Comment posted on Thu. Feb 16, 2012 at 06:57 AM

Extra-strength UncleVinny wrote:

Strength/weakness is one axis I could have chosen to contrast. Hero/villain is another. Role model/victim, etc. Alonzo Harris is certainly weak by the end of the film... he's dead! Hollywood and much of America is happier seeing black characters in positions of weakness, no matter how much strength of character they have, nor how complexly satisfying their inner life may be.

Why frame this as putting “politics over aesthetics”? I think he wants both to coexist peacefully. And, I'll come back to... why does Viola have to say he is “destroying the black artist”? Smiley never set out to get black artists to do anything different; he was trying to start a conversation about politics. I simply do not understand the vitriol.

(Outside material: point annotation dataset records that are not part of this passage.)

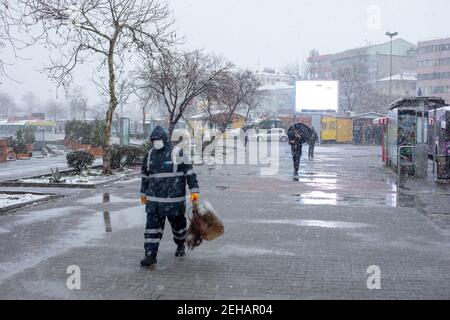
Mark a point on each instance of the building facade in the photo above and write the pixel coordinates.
(374, 60)
(433, 68)
(403, 84)
(359, 71)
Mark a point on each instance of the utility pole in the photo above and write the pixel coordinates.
(391, 35)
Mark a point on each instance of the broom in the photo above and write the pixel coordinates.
(204, 225)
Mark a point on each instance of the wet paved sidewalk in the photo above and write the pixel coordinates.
(307, 239)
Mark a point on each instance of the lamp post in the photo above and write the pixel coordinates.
(391, 35)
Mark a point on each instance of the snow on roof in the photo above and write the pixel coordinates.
(410, 76)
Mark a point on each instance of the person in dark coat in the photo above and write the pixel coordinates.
(165, 173)
(296, 150)
(312, 143)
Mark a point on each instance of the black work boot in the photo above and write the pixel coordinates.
(149, 260)
(180, 251)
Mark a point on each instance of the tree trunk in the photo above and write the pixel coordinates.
(171, 128)
(109, 113)
(143, 121)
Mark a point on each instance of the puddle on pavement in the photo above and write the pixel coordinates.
(392, 200)
(242, 251)
(316, 223)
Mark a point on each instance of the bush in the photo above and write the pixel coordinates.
(122, 156)
(29, 135)
(85, 132)
(79, 160)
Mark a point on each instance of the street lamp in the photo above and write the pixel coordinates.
(391, 35)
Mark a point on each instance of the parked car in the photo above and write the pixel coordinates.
(274, 134)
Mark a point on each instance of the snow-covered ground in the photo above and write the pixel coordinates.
(89, 177)
(7, 200)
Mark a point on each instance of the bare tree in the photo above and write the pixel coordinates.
(112, 30)
(309, 64)
(55, 109)
(78, 103)
(235, 90)
(179, 78)
(30, 102)
(8, 107)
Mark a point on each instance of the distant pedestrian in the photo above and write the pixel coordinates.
(312, 143)
(296, 150)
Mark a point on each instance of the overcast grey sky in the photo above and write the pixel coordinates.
(269, 32)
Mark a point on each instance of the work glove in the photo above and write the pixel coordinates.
(194, 197)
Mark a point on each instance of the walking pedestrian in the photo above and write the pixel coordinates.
(312, 143)
(296, 150)
(165, 173)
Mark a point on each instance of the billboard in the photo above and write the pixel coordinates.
(316, 95)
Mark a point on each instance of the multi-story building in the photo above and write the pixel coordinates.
(278, 98)
(362, 67)
(402, 84)
(374, 60)
(433, 68)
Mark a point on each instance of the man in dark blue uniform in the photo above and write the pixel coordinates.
(165, 173)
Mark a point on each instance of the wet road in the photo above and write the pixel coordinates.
(305, 239)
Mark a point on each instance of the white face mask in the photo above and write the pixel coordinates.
(158, 144)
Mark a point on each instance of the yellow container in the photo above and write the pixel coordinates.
(329, 129)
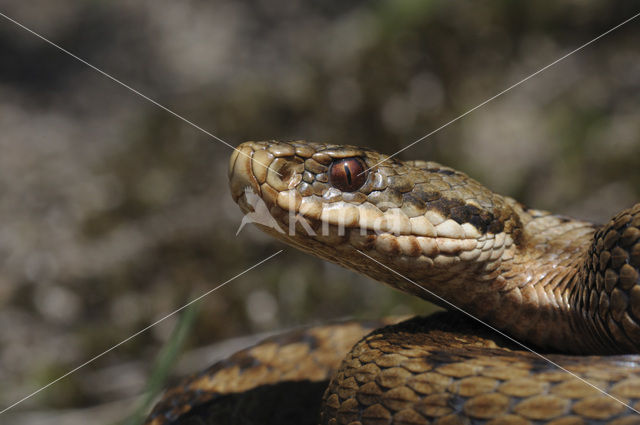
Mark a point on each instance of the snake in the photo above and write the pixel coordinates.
(543, 311)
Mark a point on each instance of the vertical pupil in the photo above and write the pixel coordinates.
(347, 172)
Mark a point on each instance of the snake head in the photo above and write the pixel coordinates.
(417, 217)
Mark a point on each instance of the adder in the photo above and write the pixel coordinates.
(540, 283)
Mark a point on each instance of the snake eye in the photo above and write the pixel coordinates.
(348, 174)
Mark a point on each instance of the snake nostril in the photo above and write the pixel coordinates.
(290, 173)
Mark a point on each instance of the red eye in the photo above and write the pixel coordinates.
(347, 174)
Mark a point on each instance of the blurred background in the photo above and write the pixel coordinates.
(114, 213)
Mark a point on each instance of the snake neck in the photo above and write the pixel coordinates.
(570, 285)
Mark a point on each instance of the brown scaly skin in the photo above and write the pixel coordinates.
(528, 272)
(552, 282)
(286, 374)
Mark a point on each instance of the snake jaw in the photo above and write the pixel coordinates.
(449, 234)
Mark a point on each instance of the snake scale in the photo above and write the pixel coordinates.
(567, 288)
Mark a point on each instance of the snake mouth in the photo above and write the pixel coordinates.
(296, 192)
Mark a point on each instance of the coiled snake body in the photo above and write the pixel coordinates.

Comment posted on Thu. Feb 16, 2012 at 10:39 AM

Erik wrote:

I love this! Great back and forth.

Viola Davis said the mindset was destroying the black artist, not TS. She's probably been dealing with this, in one way or another, her whole professional life.

Here. Here's my list of top 10 movies in 2011:

Imagine if you and I were as concerned with how these characters were perceived as with how each story resonated. What would we see? A terrifying, abusive father; a bitchy woman trying to get her claws in another man; a cuckold; a sexaholic; and a group of men who destroyed our economy for years and years.

Where are the positive characters in positions of strength?

Yes, we have those, too, and, yes, I'm sure that's part of Tavis' point. My point, and I assume Ms. Davis' point, is that politics and aesthetics can't co-exist; that as soon as you care how a character is perceived, you lose.